Other denotes: Hamurana Res-Canadian goose, pied shag, white faced heron, seagull, kingfisher; School-White faced heron, dove; Precious Res Red pole, swan (15), pied shag

In spring, the students made bird feeders using natural materials such as pinecones, hessian sack, wool, fruit, bird seed and suet and their own ingenuity to come up with a variety of styles. They then hung in the trees at school as a yummy treat (and so we could observe birds more closely!).

During term 3 the group took part in the largest national citizen science project, “The Great Kereru Count” to help gather information on the abundance and dispersal of the New Zealand wood pigeon also known as – kereru, kuku or kukupa. http://greatkererucount.nz/ The students tested their knowledge on all things kereru and learnt why this bird is so important in the dispersal and germination of many native plants.

Searching the trees for kereru during our survey.

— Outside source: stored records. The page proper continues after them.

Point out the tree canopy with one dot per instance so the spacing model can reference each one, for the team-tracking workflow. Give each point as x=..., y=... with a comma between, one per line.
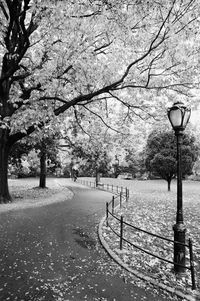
x=161, y=154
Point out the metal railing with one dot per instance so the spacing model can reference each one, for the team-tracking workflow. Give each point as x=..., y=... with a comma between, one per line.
x=121, y=195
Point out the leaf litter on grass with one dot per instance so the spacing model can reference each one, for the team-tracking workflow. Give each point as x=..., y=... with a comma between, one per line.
x=155, y=211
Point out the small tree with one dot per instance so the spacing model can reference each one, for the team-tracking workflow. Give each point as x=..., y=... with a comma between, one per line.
x=161, y=156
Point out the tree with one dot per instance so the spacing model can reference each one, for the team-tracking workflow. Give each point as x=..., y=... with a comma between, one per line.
x=161, y=154
x=57, y=57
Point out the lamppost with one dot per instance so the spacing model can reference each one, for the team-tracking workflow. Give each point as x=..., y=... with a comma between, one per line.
x=179, y=116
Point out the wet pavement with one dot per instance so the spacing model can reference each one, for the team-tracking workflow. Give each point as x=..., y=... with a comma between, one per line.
x=52, y=253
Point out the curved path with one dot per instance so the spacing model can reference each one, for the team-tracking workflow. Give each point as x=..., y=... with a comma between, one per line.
x=52, y=253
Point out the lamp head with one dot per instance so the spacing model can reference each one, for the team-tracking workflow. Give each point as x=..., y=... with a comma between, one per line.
x=179, y=116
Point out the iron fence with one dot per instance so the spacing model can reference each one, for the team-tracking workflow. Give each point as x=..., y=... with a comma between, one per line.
x=110, y=206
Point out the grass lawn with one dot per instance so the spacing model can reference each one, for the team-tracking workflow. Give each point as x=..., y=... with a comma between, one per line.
x=151, y=207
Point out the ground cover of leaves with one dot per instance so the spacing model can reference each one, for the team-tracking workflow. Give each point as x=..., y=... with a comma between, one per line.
x=152, y=208
x=26, y=193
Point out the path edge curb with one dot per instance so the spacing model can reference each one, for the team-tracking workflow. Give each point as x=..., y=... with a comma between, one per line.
x=139, y=275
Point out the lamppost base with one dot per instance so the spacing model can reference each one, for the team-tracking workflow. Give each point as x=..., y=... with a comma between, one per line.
x=179, y=248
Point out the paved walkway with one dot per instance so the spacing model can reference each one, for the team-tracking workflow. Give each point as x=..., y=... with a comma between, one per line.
x=52, y=253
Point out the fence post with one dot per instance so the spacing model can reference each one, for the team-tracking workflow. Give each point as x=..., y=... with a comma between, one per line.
x=113, y=204
x=120, y=199
x=121, y=232
x=107, y=214
x=192, y=265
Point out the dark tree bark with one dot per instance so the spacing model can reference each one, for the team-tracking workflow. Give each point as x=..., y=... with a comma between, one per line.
x=169, y=184
x=4, y=153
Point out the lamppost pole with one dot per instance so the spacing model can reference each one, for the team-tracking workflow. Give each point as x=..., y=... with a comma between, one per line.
x=179, y=116
x=179, y=228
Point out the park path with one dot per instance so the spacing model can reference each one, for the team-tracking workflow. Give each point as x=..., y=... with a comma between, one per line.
x=52, y=253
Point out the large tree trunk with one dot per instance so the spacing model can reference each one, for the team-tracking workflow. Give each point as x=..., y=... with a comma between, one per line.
x=42, y=168
x=4, y=153
x=169, y=184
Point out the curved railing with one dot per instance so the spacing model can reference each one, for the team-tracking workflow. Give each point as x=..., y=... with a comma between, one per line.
x=121, y=195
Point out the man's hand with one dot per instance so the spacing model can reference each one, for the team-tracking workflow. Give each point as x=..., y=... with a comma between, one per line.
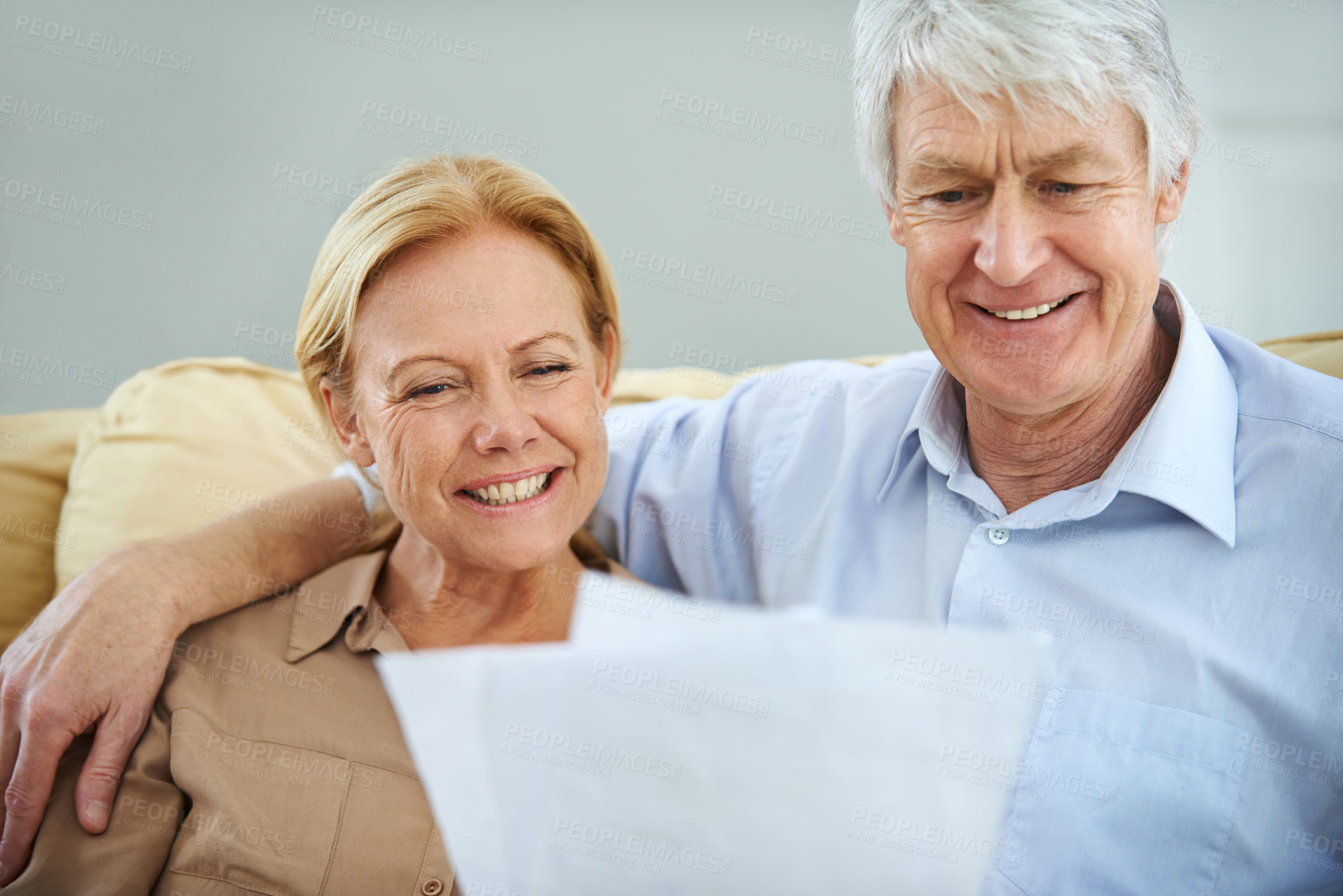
x=95, y=656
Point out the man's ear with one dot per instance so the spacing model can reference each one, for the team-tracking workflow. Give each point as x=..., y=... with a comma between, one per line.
x=606, y=368
x=895, y=225
x=1172, y=196
x=345, y=425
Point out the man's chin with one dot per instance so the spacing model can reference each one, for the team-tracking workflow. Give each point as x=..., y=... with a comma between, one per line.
x=1018, y=393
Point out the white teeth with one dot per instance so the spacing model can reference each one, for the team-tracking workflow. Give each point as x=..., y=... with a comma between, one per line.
x=1026, y=313
x=512, y=492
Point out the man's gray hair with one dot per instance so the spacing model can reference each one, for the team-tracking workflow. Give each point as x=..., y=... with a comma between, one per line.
x=1071, y=55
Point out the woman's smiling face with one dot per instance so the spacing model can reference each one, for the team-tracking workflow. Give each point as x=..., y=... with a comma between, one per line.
x=479, y=391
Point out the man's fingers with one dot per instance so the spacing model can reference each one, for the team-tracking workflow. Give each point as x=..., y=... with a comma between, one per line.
x=26, y=798
x=11, y=715
x=117, y=736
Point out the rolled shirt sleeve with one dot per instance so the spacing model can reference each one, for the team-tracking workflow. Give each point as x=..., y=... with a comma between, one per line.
x=687, y=477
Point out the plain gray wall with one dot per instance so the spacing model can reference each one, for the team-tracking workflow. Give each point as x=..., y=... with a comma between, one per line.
x=199, y=115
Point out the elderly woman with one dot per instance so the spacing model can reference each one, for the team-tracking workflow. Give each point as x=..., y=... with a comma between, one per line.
x=273, y=760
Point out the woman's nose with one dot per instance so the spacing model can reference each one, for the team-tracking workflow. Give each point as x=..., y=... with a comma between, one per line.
x=505, y=424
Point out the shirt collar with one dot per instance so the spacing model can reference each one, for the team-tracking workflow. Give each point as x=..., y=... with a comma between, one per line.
x=1182, y=455
x=323, y=604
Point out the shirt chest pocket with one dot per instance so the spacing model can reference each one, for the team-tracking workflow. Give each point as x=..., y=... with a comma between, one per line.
x=1123, y=797
x=274, y=818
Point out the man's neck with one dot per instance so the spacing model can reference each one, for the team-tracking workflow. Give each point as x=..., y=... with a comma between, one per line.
x=434, y=604
x=1026, y=457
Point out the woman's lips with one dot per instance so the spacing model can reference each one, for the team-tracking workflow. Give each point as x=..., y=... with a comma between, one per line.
x=505, y=493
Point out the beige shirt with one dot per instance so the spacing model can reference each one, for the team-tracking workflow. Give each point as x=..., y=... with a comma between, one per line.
x=273, y=763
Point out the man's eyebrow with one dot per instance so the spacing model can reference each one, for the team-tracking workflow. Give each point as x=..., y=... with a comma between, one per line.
x=1073, y=155
x=1078, y=154
x=521, y=347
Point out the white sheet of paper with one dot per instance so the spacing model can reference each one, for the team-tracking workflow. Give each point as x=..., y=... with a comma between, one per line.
x=681, y=746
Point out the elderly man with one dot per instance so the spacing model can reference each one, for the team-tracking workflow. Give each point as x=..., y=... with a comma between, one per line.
x=1076, y=455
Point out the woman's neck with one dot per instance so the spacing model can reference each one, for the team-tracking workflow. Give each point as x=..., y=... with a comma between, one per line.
x=435, y=604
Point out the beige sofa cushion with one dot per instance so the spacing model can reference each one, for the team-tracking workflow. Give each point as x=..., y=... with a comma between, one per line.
x=35, y=453
x=1321, y=352
x=180, y=445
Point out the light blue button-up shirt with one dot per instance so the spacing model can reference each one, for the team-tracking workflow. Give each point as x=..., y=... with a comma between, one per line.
x=1190, y=736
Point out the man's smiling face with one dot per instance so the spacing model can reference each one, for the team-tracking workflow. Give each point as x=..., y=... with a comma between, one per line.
x=1032, y=261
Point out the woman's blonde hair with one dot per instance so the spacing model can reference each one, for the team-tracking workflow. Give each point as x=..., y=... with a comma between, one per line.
x=435, y=198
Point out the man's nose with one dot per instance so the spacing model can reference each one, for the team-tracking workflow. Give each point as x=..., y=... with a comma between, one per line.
x=505, y=422
x=1012, y=240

Peter, Alex, Cesare, Tess, Ella, Koby and Ryan with the origami kereru they made

In term 4 the group conducted a “seabird survey” from the Cooney Reserve bird platform with local “twitchers” Wendy and Allen Fox. It was great hearing about the types of seabirds Wendy and Allen have seen locally and having them to help identify the birds we saw.

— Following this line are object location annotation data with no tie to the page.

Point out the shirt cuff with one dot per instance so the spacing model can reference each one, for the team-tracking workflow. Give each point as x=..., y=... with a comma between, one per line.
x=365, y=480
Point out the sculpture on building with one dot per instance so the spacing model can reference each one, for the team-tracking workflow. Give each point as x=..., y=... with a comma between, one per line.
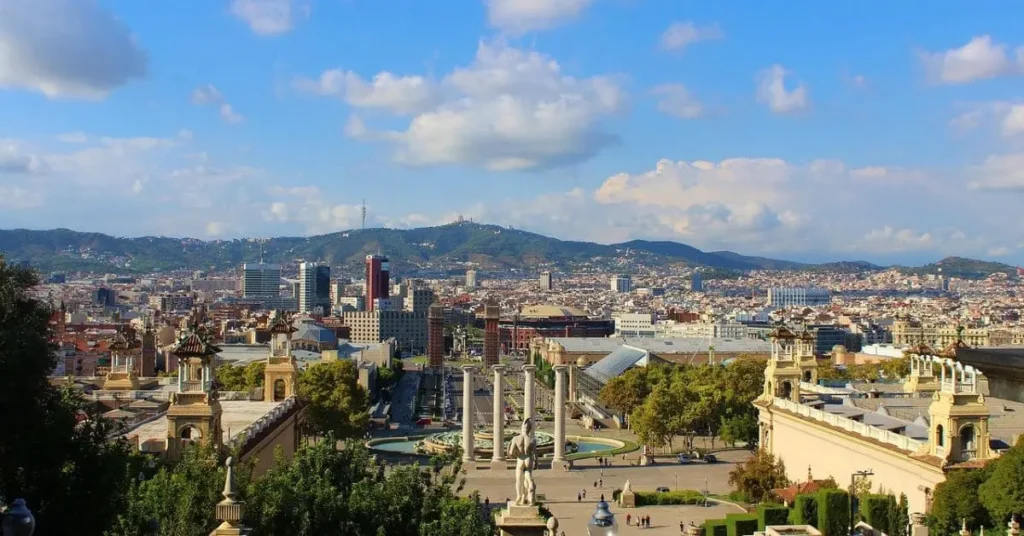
x=523, y=449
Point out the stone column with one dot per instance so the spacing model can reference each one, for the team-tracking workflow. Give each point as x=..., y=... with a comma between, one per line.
x=498, y=457
x=467, y=413
x=527, y=395
x=559, y=410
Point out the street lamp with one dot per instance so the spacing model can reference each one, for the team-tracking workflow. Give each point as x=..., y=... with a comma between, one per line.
x=853, y=483
x=603, y=522
x=17, y=521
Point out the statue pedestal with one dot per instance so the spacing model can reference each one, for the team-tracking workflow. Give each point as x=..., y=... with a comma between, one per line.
x=521, y=521
x=628, y=499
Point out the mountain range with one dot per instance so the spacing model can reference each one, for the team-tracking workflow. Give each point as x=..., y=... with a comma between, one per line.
x=489, y=247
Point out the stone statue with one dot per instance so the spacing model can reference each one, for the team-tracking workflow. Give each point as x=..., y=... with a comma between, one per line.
x=523, y=448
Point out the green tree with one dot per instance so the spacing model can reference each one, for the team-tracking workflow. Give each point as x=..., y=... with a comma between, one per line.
x=958, y=498
x=758, y=476
x=1003, y=493
x=337, y=403
x=70, y=473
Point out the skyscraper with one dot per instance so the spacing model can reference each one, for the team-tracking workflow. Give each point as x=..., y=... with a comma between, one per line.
x=378, y=280
x=260, y=281
x=314, y=288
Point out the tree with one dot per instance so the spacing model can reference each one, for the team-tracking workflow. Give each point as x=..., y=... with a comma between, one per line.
x=1003, y=493
x=758, y=476
x=70, y=473
x=337, y=403
x=957, y=498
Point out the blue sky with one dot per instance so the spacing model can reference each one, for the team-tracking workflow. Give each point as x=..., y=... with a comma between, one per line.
x=808, y=130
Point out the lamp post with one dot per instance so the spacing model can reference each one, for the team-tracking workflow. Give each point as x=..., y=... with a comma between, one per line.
x=603, y=522
x=17, y=521
x=853, y=483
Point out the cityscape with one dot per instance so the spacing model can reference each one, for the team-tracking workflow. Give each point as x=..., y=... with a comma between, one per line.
x=356, y=345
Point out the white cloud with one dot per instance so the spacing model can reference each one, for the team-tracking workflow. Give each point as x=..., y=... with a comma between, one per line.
x=518, y=16
x=999, y=172
x=399, y=94
x=772, y=90
x=508, y=110
x=267, y=17
x=680, y=35
x=676, y=100
x=980, y=58
x=209, y=94
x=66, y=48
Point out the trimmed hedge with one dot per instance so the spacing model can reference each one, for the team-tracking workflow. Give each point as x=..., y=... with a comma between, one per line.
x=805, y=510
x=834, y=512
x=716, y=528
x=768, y=516
x=740, y=524
x=875, y=510
x=647, y=498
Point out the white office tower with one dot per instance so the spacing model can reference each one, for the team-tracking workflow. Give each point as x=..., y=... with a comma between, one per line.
x=260, y=281
x=314, y=288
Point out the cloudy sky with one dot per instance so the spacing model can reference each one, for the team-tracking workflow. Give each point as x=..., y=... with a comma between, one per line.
x=807, y=130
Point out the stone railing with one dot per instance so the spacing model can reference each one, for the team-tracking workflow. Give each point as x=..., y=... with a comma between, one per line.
x=866, y=430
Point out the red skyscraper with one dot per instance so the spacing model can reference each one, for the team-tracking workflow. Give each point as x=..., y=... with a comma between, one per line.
x=492, y=314
x=378, y=280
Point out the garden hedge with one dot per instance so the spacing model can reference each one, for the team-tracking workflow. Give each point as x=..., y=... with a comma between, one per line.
x=768, y=516
x=740, y=524
x=834, y=512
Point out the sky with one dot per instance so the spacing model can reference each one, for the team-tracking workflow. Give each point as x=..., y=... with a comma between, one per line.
x=807, y=130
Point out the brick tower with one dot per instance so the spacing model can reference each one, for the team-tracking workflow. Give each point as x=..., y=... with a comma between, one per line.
x=492, y=313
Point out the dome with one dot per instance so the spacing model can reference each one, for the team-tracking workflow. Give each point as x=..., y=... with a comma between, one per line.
x=551, y=312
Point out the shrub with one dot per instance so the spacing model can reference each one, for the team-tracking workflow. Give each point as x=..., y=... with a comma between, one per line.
x=740, y=524
x=647, y=498
x=834, y=512
x=805, y=510
x=875, y=510
x=768, y=516
x=716, y=528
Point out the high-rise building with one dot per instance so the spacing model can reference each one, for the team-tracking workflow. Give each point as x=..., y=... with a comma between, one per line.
x=314, y=288
x=492, y=314
x=260, y=281
x=435, y=336
x=378, y=280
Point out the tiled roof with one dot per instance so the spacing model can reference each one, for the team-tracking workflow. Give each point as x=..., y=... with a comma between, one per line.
x=194, y=345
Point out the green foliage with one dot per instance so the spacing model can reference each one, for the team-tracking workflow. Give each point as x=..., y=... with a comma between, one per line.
x=834, y=512
x=71, y=476
x=740, y=524
x=337, y=403
x=805, y=510
x=716, y=528
x=758, y=476
x=876, y=510
x=1003, y=492
x=768, y=516
x=646, y=498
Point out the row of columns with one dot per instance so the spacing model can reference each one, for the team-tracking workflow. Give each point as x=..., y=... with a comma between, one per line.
x=498, y=451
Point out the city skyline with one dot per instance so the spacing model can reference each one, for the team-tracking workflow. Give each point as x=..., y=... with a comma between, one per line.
x=803, y=133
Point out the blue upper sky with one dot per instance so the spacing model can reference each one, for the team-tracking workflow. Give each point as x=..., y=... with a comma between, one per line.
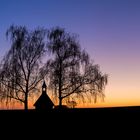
x=108, y=29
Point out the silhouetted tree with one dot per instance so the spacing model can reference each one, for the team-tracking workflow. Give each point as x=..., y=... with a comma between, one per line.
x=72, y=74
x=21, y=70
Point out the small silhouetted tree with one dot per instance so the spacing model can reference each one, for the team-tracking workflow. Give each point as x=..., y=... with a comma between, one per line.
x=72, y=74
x=21, y=70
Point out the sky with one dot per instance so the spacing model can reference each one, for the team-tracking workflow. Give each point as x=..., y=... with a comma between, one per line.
x=109, y=30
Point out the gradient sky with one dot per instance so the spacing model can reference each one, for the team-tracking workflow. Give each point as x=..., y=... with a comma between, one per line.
x=108, y=29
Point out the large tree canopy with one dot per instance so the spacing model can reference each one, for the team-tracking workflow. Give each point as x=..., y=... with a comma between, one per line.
x=72, y=74
x=21, y=70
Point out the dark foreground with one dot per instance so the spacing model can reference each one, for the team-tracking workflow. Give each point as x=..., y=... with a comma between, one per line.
x=70, y=122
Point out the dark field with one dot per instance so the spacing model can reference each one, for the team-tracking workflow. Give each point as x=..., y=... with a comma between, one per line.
x=82, y=122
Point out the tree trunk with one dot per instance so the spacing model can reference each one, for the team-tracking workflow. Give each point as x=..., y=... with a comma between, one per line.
x=26, y=102
x=60, y=85
x=60, y=102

Term 4- The godwits start returning to the shores around Omokoroa peninsula from early October, so the group will continue furthering their knowledge on these local migrants and to welcome them we will be doing so chalk art so watch this space!

Conservation Week

In term 3, the students created a short film for a DOC competition called “Habitat Heroes”. The group set about investigating the health of Hamurana Reserve and its environment, explaining what monitoring they had done and what they thought needed to be done to help improve it. Here is the link to the awesome video they made! 

Pest monitoring 

The students also did some small mammal monitoring (using tracking tunnels) at Hamurana Reserve and helped to identify and analyse the animal prints from Pest Free Omokoroa’s trakka cards.

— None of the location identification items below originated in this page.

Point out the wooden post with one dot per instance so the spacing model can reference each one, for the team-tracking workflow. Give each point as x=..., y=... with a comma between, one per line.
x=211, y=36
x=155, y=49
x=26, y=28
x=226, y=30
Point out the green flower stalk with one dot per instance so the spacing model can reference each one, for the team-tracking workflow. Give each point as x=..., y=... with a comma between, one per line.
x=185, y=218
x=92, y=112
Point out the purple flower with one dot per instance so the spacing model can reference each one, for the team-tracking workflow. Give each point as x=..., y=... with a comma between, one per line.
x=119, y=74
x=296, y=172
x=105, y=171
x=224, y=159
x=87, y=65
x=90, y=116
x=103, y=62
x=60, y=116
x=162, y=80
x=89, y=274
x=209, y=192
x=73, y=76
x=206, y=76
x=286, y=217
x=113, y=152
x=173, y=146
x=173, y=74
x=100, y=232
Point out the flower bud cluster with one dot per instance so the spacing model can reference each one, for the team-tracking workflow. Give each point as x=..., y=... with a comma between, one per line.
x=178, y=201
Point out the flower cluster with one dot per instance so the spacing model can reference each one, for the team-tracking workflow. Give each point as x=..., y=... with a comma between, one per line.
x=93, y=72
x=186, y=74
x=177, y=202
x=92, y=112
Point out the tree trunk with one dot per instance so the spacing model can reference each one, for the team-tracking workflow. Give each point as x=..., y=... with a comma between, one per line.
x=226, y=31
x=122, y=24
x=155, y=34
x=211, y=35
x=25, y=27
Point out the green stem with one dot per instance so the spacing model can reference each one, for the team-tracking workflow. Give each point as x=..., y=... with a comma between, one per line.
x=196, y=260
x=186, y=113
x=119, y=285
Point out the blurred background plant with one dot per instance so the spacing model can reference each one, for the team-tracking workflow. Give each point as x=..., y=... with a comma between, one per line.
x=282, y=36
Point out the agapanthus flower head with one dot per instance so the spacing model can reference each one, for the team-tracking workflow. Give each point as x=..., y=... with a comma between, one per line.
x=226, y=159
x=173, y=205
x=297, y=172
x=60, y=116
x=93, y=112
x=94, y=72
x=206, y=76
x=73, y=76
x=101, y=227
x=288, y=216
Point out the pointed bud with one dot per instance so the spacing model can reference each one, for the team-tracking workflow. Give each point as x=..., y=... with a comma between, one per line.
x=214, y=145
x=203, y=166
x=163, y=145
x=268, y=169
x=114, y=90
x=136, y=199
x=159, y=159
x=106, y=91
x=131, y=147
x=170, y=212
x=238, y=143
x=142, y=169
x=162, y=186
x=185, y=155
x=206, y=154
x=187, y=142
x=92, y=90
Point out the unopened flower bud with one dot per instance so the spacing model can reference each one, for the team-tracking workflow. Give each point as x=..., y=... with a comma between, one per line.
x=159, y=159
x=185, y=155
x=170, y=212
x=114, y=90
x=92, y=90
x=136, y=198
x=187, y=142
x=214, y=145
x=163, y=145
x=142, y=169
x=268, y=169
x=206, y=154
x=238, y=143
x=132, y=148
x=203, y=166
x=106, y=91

See Omokoroa rodent monitoring for more information!

Thea, Koby, Fred, Jazmin, Alex and Rogan identifying the footprints.

We have been discussing what makes an animal a pest by playing “possum picnic”. This outdoor activity presents ideas about the impact introduced animal species have on our natural environment. http://www.doc.govt.nz/get-involved/conservation-education/resources/possum-picnic/

Our group playing “possum picnic”

Weta habitat

We constructed 5-star weta motels for Hamurana Reserve, which we move around from time to time trying to identify an area more likely

Rogan and Ella cutting the lengths of bamboo required for the weta motel.

to attract weta. So far it has been more of a slater and cockroach motel!

In term 4 our group created two new 1-star weta motels out of bamboo, one for Precious Reserve (and we feel optimistic that this motel will attract weta) and the other for our school grounds. We are less optimistic about that one.

Precious Reserve

“It’s going to be better because its more natural place” says Freya.

“Different creatures like different things, so instead of it being wood (like the 5 star weta motel) it is bamboo. It might attract things differently, and hopefully it attracts weta!” Rogan

 

Insects

Recently the group established two pitfall traps, one on the school grounds and one near Precious Reserve. We are looking forward to seeing what we can find in term 4.